Dr. Barrett is a Water Institute Affiliate Faculty and UF/IFAS Extension regional specialized agent for water resources based in the UF/IFAS North Florida Research and Education Center – Suwannee Valley. He is a team member of the Water Institute coordinated Floridian Aquifer Collaborative Engagement for Sustainability (FACETS) project, where he conducts innovative agricultural Best Management Practice (BMP) research and demonstration projects and delivers training programs for diverse stakeholders to bring about changes in agricultural production systems.

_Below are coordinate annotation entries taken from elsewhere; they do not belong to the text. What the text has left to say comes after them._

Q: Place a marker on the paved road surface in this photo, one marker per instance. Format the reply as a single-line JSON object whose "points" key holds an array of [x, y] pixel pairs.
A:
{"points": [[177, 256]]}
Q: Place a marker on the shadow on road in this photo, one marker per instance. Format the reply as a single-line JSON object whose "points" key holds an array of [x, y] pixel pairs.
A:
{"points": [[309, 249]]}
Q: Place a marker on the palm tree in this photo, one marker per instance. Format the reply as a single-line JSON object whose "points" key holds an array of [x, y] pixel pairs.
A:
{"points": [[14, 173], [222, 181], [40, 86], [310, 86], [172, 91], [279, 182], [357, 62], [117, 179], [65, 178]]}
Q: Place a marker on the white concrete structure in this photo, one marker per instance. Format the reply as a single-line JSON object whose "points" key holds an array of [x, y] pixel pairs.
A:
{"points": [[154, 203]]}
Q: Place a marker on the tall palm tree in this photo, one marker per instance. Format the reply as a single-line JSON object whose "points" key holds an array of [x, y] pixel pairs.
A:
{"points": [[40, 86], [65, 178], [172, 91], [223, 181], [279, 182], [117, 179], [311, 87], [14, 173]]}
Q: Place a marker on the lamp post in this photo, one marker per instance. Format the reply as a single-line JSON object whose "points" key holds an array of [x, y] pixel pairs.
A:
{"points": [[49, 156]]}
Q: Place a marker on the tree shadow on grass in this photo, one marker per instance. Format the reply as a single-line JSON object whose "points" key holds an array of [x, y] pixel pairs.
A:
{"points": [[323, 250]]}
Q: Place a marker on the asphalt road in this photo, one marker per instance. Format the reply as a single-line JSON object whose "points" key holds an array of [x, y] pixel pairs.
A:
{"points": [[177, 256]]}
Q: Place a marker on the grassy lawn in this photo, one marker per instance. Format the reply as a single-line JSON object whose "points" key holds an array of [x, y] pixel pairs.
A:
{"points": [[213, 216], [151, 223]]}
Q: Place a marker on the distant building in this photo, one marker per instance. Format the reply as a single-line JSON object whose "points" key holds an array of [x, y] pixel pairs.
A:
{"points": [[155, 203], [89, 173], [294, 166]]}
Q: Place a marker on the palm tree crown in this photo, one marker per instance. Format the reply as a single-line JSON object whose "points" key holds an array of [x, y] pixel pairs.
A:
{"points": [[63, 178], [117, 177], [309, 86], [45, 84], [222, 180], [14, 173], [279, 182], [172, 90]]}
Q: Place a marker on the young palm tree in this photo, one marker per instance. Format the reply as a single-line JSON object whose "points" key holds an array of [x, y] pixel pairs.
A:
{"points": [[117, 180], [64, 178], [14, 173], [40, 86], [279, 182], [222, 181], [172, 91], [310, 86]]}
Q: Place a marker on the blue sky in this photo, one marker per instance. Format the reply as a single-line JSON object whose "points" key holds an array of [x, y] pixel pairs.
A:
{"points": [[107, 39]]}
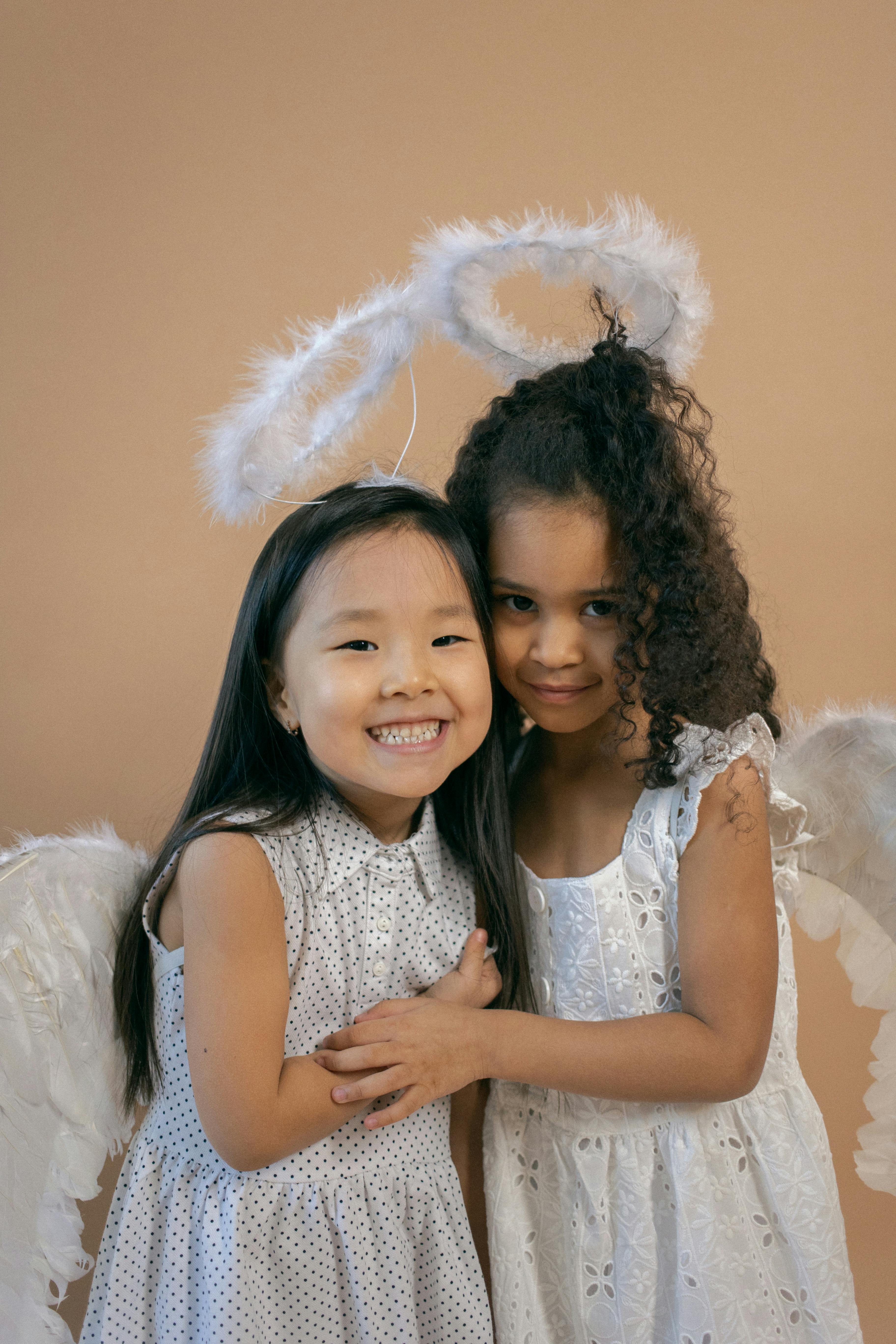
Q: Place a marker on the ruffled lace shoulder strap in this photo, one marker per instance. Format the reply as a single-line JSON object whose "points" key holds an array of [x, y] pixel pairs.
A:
{"points": [[707, 753]]}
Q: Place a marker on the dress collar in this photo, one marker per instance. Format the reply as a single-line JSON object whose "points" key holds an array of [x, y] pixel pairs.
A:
{"points": [[349, 846]]}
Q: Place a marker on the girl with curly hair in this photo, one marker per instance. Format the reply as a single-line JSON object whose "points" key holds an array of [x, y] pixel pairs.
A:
{"points": [[656, 1167]]}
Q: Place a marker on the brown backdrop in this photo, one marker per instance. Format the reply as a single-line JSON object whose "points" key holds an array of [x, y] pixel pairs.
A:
{"points": [[185, 175]]}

“I see this project as a synergistic project with FACETS because we are demonstrating a management system that reduces nutrient leaching potential,” said Dr. Barrett. “We will be hiring two employees to run the project and we are purchasing a high-clearance sprayer, a semi-truck and trailer, and other equipment. It’s a huge undertaking but this is what it will take to help our corn farmers adopt the technology,” he continued.
Co-investigators of the project include FACETS project team members Robert Hochmuth, Dr. Kevin Athearn and Joel Love, as well as well as De Broughton, all faculty and staff of the UF/IFAS North Florida Research and Education Center – Suwannee Valley. David Royal from The Nature Conservancy and Andy Jackson with Suwannee County Conservation District will also collaborate on the project.